The image did not bless, it remembered.
As if to say:
“You have fled from here in another life.
This time, stay a little longer.”

The Gremlin and the motorcycle rested under a light that wasn’t from the sun, but from memory.
I sat at the edge of the road the way ghosts sit:
weightless, yet dense with history.

And for an instant I understood that the soul does not travel with maps or clocks:
it drags itself toward the moments where something burned —love, fear, or joy—
and returns there,
not out of nostalgia for the place,
but because of time’s wound.

I remembered then that souls don’t return as punishment,
but because of invisible agreements.
Because they left a word unfinished,
a farewell unclosed,
a promise still trembling on the line of the horizon.

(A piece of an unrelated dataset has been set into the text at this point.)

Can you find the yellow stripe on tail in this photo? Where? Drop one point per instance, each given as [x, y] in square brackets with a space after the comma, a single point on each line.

All of this happened at an undefined point between sea and sky,
between what I was and what I will be.
No one saw it.
No one documented it.
But I lived it.
Or maybe I’m dreaming it from another incarnation.

What matters is not whether it’s real.
What matters is that, for a few minutes,
time stopped to say hello.

And though the road went on,
I stayed there a little while,
in that fold of time,
like someone who leaves a part of themselves behind so as not to forget.